Sur le mur du fond, un kilim (Vase éclaté, 2020), tapis tissé par un artisan turc, représente un vase en terre qui vole en éclat et révèle une poterie fissurée…
À l’évidence, ces trois pièces sont liées, mais par quoi ? Don contre don fait semble-t-il référence au Potlatch des cultures amérindiennes. Cette pratique don dans le cadre des partages symboliques est-elle une invitation en direction du visiteur et du collectionneur ?
Un fragment d’une colonne carrée en granite sert de socle à deux objets : un morceau de bois calciné et un livret de 1833 qui rassemble les « taxes des parties casuelles de la boutique du pape, pour la remise, moyennant argent, de tous les crimes et péchés... »
Épinglée sur le mur, une photographie des pages 40 et 41 de cet opuscule nous indique : « L’absolution du meurtre simple commis sur un laïc se paie 15 livres 2 sous 6 deniers »… « Pour le meurtre d’un père, d’une mère, d’un frère, d’une sœur, l’absolution se paiera 17 livres 14 sous 6 deniers (…) Celui qui a tué sa femme et qui veut en épouser une autre paie une dispense de 32 livres et 13 sous ».
Avec un peu d’attention, on remarque à mi-hauteur de ce socle en granite, un autre bout de bois brûlé… Au pied, d’une voûte sur la droite, une pierre ronde percée de trous est discrètement posée.

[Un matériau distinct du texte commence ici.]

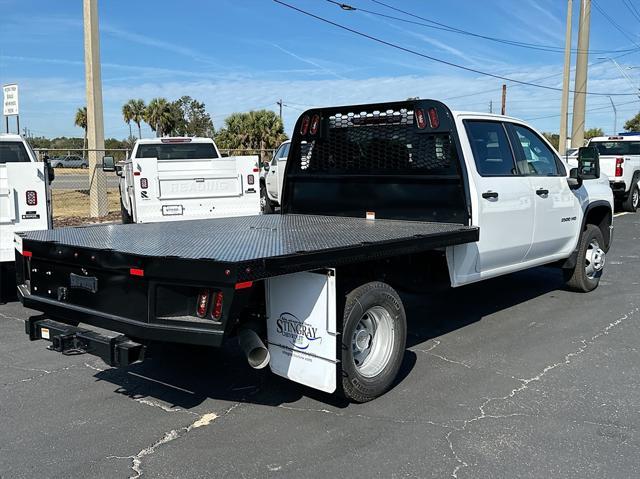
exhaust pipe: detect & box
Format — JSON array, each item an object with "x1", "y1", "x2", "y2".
[{"x1": 238, "y1": 325, "x2": 270, "y2": 369}]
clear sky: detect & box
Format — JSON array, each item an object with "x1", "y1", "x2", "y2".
[{"x1": 1, "y1": 0, "x2": 639, "y2": 139}]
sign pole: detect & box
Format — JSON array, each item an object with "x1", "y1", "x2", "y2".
[{"x1": 16, "y1": 115, "x2": 20, "y2": 135}]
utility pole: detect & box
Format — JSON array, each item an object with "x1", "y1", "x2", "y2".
[
  {"x1": 571, "y1": 0, "x2": 591, "y2": 148},
  {"x1": 83, "y1": 0, "x2": 107, "y2": 217},
  {"x1": 277, "y1": 99, "x2": 283, "y2": 121},
  {"x1": 559, "y1": 0, "x2": 573, "y2": 156},
  {"x1": 501, "y1": 84, "x2": 507, "y2": 115},
  {"x1": 489, "y1": 100, "x2": 493, "y2": 114}
]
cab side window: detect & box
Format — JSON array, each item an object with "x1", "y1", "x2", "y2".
[
  {"x1": 510, "y1": 125, "x2": 563, "y2": 176},
  {"x1": 464, "y1": 121, "x2": 517, "y2": 176}
]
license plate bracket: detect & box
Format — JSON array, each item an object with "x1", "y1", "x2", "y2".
[{"x1": 69, "y1": 273, "x2": 98, "y2": 293}]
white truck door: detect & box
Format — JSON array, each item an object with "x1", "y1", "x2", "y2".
[
  {"x1": 266, "y1": 145, "x2": 282, "y2": 200},
  {"x1": 507, "y1": 123, "x2": 581, "y2": 260},
  {"x1": 276, "y1": 142, "x2": 290, "y2": 202},
  {"x1": 463, "y1": 120, "x2": 535, "y2": 272},
  {"x1": 0, "y1": 163, "x2": 50, "y2": 263}
]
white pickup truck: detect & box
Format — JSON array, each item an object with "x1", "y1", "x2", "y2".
[
  {"x1": 18, "y1": 100, "x2": 614, "y2": 402},
  {"x1": 588, "y1": 134, "x2": 640, "y2": 212},
  {"x1": 0, "y1": 134, "x2": 53, "y2": 301},
  {"x1": 261, "y1": 139, "x2": 290, "y2": 213},
  {"x1": 105, "y1": 137, "x2": 261, "y2": 223}
]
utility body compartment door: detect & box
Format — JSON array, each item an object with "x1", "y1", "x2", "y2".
[{"x1": 0, "y1": 163, "x2": 50, "y2": 263}]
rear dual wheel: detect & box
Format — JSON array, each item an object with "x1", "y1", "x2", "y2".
[{"x1": 338, "y1": 282, "x2": 406, "y2": 403}]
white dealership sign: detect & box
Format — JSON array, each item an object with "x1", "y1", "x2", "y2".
[{"x1": 3, "y1": 84, "x2": 19, "y2": 116}]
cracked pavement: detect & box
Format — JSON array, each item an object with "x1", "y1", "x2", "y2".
[{"x1": 0, "y1": 213, "x2": 639, "y2": 478}]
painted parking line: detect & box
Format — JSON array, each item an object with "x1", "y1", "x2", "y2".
[{"x1": 614, "y1": 212, "x2": 631, "y2": 217}]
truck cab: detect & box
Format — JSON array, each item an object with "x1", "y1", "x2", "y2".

Est-ce les témoignages d’un éventuel rituel de purification de l’espace d’exposition ?
Sur les murs de cette salle, plusieurs dessins dont l’exécution est particulièrement soignée sont tout aussi énigmatiques… Quel sens donner à cette tête de perroquet ? Quel lien a-t-elle avec les autres pièces de l’exposition ?

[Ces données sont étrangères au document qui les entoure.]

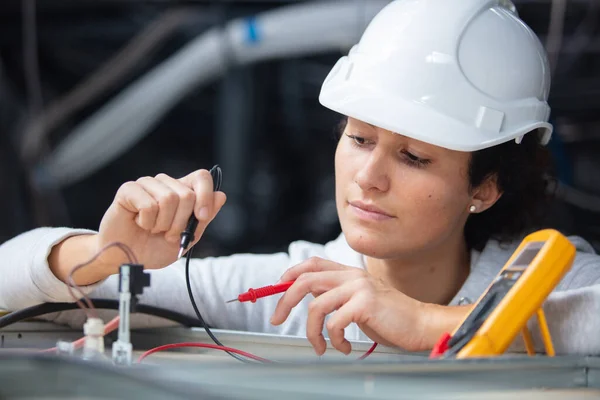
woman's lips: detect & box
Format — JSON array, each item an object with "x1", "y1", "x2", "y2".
[{"x1": 348, "y1": 201, "x2": 395, "y2": 221}]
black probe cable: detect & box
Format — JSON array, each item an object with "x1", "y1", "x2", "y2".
[
  {"x1": 181, "y1": 164, "x2": 252, "y2": 363},
  {"x1": 184, "y1": 245, "x2": 253, "y2": 363},
  {"x1": 0, "y1": 300, "x2": 202, "y2": 330}
]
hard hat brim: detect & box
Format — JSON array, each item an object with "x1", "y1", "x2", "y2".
[{"x1": 319, "y1": 81, "x2": 552, "y2": 152}]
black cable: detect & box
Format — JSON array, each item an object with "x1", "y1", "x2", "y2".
[
  {"x1": 184, "y1": 245, "x2": 252, "y2": 363},
  {"x1": 0, "y1": 299, "x2": 202, "y2": 330}
]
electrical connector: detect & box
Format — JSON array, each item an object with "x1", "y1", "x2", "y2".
[
  {"x1": 82, "y1": 317, "x2": 105, "y2": 360},
  {"x1": 112, "y1": 264, "x2": 150, "y2": 366},
  {"x1": 122, "y1": 264, "x2": 151, "y2": 312},
  {"x1": 112, "y1": 340, "x2": 133, "y2": 366},
  {"x1": 56, "y1": 340, "x2": 75, "y2": 356}
]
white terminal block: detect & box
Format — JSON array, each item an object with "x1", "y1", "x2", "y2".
[{"x1": 82, "y1": 317, "x2": 105, "y2": 360}]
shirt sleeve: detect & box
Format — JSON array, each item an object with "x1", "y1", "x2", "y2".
[
  {"x1": 516, "y1": 251, "x2": 600, "y2": 355},
  {"x1": 532, "y1": 284, "x2": 600, "y2": 355},
  {"x1": 0, "y1": 227, "x2": 101, "y2": 310}
]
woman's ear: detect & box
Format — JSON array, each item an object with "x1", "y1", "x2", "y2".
[{"x1": 470, "y1": 174, "x2": 503, "y2": 213}]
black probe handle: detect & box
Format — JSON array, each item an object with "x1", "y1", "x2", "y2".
[
  {"x1": 179, "y1": 165, "x2": 222, "y2": 252},
  {"x1": 181, "y1": 216, "x2": 200, "y2": 246}
]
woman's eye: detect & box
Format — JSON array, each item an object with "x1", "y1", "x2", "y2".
[
  {"x1": 346, "y1": 134, "x2": 367, "y2": 146},
  {"x1": 405, "y1": 151, "x2": 420, "y2": 161},
  {"x1": 401, "y1": 150, "x2": 431, "y2": 168}
]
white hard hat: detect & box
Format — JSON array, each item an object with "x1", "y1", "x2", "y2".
[{"x1": 319, "y1": 0, "x2": 553, "y2": 152}]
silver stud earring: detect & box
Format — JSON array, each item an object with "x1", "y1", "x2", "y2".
[{"x1": 469, "y1": 205, "x2": 477, "y2": 213}]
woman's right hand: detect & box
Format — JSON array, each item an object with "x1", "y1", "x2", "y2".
[{"x1": 50, "y1": 169, "x2": 226, "y2": 284}]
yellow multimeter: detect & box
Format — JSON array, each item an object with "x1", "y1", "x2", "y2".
[{"x1": 436, "y1": 229, "x2": 576, "y2": 359}]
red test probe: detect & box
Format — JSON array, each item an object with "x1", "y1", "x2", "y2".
[{"x1": 226, "y1": 281, "x2": 295, "y2": 303}]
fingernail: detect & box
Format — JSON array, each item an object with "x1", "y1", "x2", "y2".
[{"x1": 198, "y1": 207, "x2": 209, "y2": 220}]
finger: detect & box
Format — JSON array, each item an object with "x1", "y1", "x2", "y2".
[
  {"x1": 325, "y1": 303, "x2": 363, "y2": 356},
  {"x1": 154, "y1": 173, "x2": 196, "y2": 242},
  {"x1": 326, "y1": 293, "x2": 369, "y2": 355},
  {"x1": 305, "y1": 284, "x2": 355, "y2": 356},
  {"x1": 270, "y1": 269, "x2": 362, "y2": 326},
  {"x1": 191, "y1": 191, "x2": 227, "y2": 246},
  {"x1": 136, "y1": 176, "x2": 179, "y2": 234},
  {"x1": 179, "y1": 169, "x2": 215, "y2": 222},
  {"x1": 115, "y1": 181, "x2": 159, "y2": 231},
  {"x1": 279, "y1": 257, "x2": 350, "y2": 283}
]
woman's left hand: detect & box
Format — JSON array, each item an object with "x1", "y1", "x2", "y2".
[{"x1": 269, "y1": 257, "x2": 435, "y2": 356}]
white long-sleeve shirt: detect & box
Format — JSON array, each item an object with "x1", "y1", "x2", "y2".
[{"x1": 1, "y1": 227, "x2": 600, "y2": 355}]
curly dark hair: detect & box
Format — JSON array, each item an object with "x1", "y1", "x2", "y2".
[
  {"x1": 336, "y1": 118, "x2": 555, "y2": 252},
  {"x1": 466, "y1": 130, "x2": 555, "y2": 251}
]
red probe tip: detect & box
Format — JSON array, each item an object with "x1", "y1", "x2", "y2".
[{"x1": 225, "y1": 298, "x2": 239, "y2": 304}]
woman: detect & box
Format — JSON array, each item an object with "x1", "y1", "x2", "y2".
[{"x1": 2, "y1": 0, "x2": 600, "y2": 356}]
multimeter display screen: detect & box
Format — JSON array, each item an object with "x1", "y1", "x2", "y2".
[
  {"x1": 511, "y1": 242, "x2": 544, "y2": 267},
  {"x1": 445, "y1": 242, "x2": 545, "y2": 354}
]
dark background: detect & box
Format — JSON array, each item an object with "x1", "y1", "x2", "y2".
[{"x1": 1, "y1": 0, "x2": 599, "y2": 257}]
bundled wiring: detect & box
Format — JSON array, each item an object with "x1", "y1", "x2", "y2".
[
  {"x1": 66, "y1": 241, "x2": 137, "y2": 319},
  {"x1": 1, "y1": 220, "x2": 379, "y2": 362},
  {"x1": 0, "y1": 300, "x2": 203, "y2": 330},
  {"x1": 0, "y1": 300, "x2": 377, "y2": 363},
  {"x1": 0, "y1": 296, "x2": 378, "y2": 361},
  {"x1": 4, "y1": 232, "x2": 378, "y2": 361}
]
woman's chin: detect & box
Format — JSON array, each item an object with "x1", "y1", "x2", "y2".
[{"x1": 344, "y1": 229, "x2": 393, "y2": 259}]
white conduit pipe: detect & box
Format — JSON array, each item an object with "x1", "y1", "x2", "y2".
[{"x1": 36, "y1": 0, "x2": 390, "y2": 187}]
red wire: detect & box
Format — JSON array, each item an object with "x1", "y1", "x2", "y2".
[
  {"x1": 137, "y1": 341, "x2": 379, "y2": 363},
  {"x1": 137, "y1": 342, "x2": 271, "y2": 363},
  {"x1": 359, "y1": 342, "x2": 378, "y2": 360}
]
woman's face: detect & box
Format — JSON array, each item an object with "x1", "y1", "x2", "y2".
[{"x1": 335, "y1": 118, "x2": 477, "y2": 260}]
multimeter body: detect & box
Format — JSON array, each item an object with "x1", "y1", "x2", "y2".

Sur la gauche, une orchidée interpelle par la finesse du trait, mais aussi par son mystérieux caractère anthropomorphe qui semble aller au-delà des traditionnels symboles de fertilité et de sexualité…
Plus loin, une planche (Ensemble n° 1, 2020) rassemble tel un rébus : une lampe de bureau, un métronome, la main articulée d’un mannequin et un étrange objet rond (pièce de monnaie ?).
Face au kilim, décentré sur la feuille de dessin, on reste dubitatif devant un galet percé de multiples orifices (Pierre, 2020)…
La seconde salle carrée, qui communique avec la cour de l’Hôtel Baudon de Mauny, baigne dans une pénombre éclairée par un néon rouge posé horizontalement sur un socle (Obole grecque, 2020). Dans cette ambiance troublante, on distingue deux œuvres graphiques.
La première sur la droite reproduit la molaire d’un animal (Dent de cheval à 4 000 m, 2020). De l’autre côté de la sculpture lumineuse, on découvre une sombre sérigraphie (Orchidée négative, 2020), inversion du dessin exposé dans la salle précédente.
Celles et ceux qui ont vu l’installation Champ d’échange d’âme (2020) que Nicolas Aguirre présente en même temps dans « Possédé·e·s » au MO.CO. Panacée et qui ont peut-être assisté aux performances qui l’ont accompagnée seront troublé.e.s par les multiples échos qui se répètent ici : le néon, le kilim, le thème de l’orchidée, la purification de l’espace…
Plusieurs indices semblent relier les deux expositions.
En effet, l’installation et les performances présentées à La Panacée constituent le troisième acte de ce que Caroline Chabrand, co-commissaire de « Possédé.e.s », qualifie de grand opéra où Nicolas Aguirre passe « d’un médium à l’autre, poussant sa réflexion sur l’âme et sa “matérialisation” »…
Le premier acte, Poker d’âmes, était une performance, en 2018, à la galerie chantiersBoîteNoire où les joueurs étaient invités à parier leur âme…
Le deuxième acte, Échange d’âmes, est un dispositif contractuel qui définit une contrepartie d’âmes après que l’artiste ait divisé la sienne en 21 morceaux…
Il y a dans « Mind the Gap » des liens évidents avec cet important travail engagé par l’artiste…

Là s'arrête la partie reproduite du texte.